Racial and ethnic differences in the use of cardiovascular procedures:
findings from the California Cooperative Cardiovascular Project.
Am J Public Health 2000;90:1128-34.
This study compared the use of catheterization, percutaneous transluminal
coronary angioplasty (PTCA), coronary artery bypass graft (CABG) surgery,
and several noninvasive tests (including multiple-gated acquisition scan,
stress test, and echocardiogram) for whites, African Americans, and Hispanics.
Data from the California Cooperative Cardiovascular Project was used to
identify patients over 65 years of age with confirmed acute myocardial
infarction treated at one of the 383 nonfederal, acute care California
hospitals in 1994 and 1995.
The results indicate that, even after adjusting for various demographic,
medical history, and admission variables related to disease severity,
African Americans were less likely than Whites to have received cardiac
catheterization (29.4% vs. 38.2% respectively), PTCA (12.7% vs. 17.8%),
or CABG surgery (4.6% vs. 9.7%) and more likely to have received a stress
test (16.9% vs. 13.2%) or an echocardiogram (58.6% vs. 53.1%).

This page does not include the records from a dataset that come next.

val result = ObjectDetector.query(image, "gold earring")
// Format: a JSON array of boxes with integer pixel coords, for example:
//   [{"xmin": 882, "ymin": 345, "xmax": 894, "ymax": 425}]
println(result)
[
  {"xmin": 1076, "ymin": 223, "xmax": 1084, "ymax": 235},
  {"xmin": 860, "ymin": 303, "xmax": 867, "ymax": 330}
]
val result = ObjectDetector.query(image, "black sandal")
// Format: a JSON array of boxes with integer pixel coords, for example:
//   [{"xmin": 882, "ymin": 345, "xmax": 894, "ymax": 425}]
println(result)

Hispanic
patients were less likely than whites to have received catheterization
(35.1 vs. 38.2%, respectively) or PTCA (12.1% vs. 17.8%) but not CABG
surgery, an echocardiogram, a stress test, or a multi-gated acquisition
scan. Similar results were obtained when analyses were conducted in subgroups
of patients who were more likely to have been eligible for the various
invasive procedures.
There were several other valuable findings in this study. The authors
examined the mean time to having a procedure and found that the mean time
to having a cardiac catheterization differed significantly among the 3
racial/ethnic groups, with white patients having the shortest time (P<.0001).

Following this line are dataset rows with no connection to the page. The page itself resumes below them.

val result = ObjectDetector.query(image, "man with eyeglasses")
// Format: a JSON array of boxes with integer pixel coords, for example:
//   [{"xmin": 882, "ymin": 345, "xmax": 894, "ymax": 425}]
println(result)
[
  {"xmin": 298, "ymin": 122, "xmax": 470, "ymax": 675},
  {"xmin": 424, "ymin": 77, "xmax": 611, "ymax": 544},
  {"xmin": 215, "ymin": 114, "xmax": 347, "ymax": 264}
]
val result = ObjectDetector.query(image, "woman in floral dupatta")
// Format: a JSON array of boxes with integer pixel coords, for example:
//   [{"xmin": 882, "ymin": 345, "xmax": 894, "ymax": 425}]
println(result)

The difference in the mean time to having a CABG surgery was nearly significant,
with white patients having the shortest time (P=.0551). The investigators
also assessed rates of patient refusal to selected treatment and found
that refusal rates for catheterization were 1.8% for whites, 1.5% for
African Americans, and 2.3% for Hispanics (P=.554). Thus, the data from
this study document that the “refusal rate for catheterization was
low and did not differ significantly according to race.” The authors
conclude that the data “allowed us to discount but not completely
eliminate differences in disease prevalence, socioeconomic or insurance
status, access to medical care, and the acceptance of cardiac catheterization
[by the patient].”
This carefully designed study discounted several common explanations
offered to explain these racial disparities, including socioeconomic,
insurance status and patient preference differences (in this case differences
in the refusal rate of cardiac catheterization).